The 2003 defense was bullshit. In 2007 and 09 we held down some legitimate offenses (not the Pats though).
Whenever 2003 defense faced a legitimate team it folded like paper.
While I agree they were not as good as they looked statistically, they held the eventual Superbowl champ to 12 points and the previous year's Superbowl champions to 16 points. That's not bullshit, especially when the offense was led by Quincy Carter, Antonio Bryant, and Troy Hambrick. Had the current offense been on that team, they would have gone deep into the playoffs. Maybe won the whole thing.
Dallas's 2007 defense rarely held any legit offense down without major help from the Cowboys offense. That team relied on Romo and TO to score so much they made opponents 1-dimensional. The defense allowed 27 points three times, 35, and 48 points. Only twice the offense didn't score enough in those games to win.
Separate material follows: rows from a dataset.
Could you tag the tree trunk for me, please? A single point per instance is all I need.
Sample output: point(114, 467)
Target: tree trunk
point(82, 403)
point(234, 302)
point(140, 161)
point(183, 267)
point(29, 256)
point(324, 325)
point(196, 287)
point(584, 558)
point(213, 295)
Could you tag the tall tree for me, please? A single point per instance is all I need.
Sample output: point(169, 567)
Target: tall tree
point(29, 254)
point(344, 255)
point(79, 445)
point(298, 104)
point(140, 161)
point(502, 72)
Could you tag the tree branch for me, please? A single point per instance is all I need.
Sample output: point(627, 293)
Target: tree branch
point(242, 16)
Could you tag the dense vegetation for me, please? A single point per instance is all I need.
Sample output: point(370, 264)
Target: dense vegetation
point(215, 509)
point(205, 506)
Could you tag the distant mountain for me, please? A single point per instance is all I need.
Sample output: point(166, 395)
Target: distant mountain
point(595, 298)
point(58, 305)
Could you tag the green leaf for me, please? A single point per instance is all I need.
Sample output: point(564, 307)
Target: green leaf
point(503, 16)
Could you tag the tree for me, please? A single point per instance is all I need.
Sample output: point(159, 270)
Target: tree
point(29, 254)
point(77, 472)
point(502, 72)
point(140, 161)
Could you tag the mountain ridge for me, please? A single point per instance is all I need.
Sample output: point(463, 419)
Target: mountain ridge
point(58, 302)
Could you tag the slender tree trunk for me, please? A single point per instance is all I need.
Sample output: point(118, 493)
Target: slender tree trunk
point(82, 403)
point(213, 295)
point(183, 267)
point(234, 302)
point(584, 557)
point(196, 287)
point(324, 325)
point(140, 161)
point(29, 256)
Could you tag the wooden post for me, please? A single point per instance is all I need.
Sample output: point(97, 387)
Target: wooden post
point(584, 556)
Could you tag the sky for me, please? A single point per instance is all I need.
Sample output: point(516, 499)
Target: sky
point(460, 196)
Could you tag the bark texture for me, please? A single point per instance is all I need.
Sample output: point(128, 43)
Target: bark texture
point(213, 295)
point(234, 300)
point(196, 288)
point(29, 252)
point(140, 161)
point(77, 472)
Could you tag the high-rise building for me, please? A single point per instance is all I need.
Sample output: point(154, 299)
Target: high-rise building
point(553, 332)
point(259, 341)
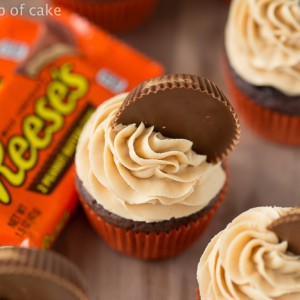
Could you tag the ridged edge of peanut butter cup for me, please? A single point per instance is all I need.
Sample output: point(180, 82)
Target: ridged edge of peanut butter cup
point(31, 266)
point(199, 103)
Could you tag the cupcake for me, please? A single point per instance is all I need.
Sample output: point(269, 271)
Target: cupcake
point(262, 66)
point(149, 164)
point(257, 256)
point(112, 15)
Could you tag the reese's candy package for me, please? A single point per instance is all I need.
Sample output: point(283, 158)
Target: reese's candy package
point(45, 100)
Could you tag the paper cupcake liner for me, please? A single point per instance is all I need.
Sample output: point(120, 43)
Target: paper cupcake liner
point(272, 125)
point(115, 16)
point(152, 246)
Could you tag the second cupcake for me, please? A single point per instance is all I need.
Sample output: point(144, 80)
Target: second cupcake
point(149, 164)
point(262, 66)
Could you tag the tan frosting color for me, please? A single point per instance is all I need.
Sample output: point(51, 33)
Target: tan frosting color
point(138, 174)
point(247, 261)
point(262, 40)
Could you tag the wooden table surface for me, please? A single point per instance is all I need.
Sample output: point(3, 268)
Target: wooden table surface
point(186, 36)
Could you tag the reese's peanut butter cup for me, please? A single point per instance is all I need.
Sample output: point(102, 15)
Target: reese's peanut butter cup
point(287, 229)
point(184, 106)
point(27, 274)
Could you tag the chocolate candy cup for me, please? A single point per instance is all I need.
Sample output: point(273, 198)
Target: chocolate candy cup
point(27, 274)
point(184, 106)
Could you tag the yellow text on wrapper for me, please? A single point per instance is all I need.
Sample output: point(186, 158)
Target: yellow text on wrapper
point(62, 94)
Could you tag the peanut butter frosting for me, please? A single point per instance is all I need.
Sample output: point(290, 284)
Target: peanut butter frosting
point(138, 174)
point(247, 261)
point(262, 41)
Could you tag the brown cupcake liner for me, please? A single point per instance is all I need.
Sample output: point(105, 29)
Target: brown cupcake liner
point(272, 125)
point(198, 295)
point(152, 246)
point(115, 16)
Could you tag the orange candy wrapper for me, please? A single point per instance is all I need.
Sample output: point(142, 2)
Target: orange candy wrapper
point(54, 74)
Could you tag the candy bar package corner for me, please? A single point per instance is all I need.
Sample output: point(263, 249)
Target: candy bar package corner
point(53, 73)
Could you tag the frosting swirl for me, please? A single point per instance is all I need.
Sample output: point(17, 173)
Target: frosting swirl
point(247, 261)
point(262, 41)
point(139, 174)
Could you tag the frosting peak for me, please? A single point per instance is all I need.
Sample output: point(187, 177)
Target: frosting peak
point(138, 173)
point(247, 261)
point(262, 40)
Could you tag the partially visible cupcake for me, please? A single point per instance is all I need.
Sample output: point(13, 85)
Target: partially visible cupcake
point(149, 164)
point(262, 66)
point(257, 256)
point(112, 15)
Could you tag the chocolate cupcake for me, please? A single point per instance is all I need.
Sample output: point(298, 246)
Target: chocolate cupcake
point(257, 256)
point(262, 66)
point(149, 164)
point(112, 15)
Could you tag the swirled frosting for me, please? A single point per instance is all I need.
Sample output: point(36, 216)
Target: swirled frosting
point(138, 174)
point(247, 261)
point(262, 40)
The 2009 team played a lot of bad teams, and lost consistently to the Giants and basically any team with a balanced offense. The 2009 team's best effort was in New Orleans and even still they couldn't stop a 4th quarter surge that nearly lost the game.
You could count on the 2003 defense not to fold at the end. If they struggled, like at Philly, on Thanksgiving vs Miami, or at Carolina in the playoffs you could see them in trouble from the start. There's nothing wrong with being outmatched, but they worked their asses off anyways. That defense played with heart and Dat Nguyen expended whatever years of football he had left into that one season. Darren Woodson was also at his very best. If they had any semblance of an offense to help them; I mean
at all, they'd have done well.
People have contended that the 3-4 is easier to stock with talent than the 4-3, and I think the last several years have proved the exact reverse. You have to not only have talented players, you also need a beast of a coaching staff to put it all together and keep it going.
Regardless, offense has driven who will win the Superbowl this last decade, not defense.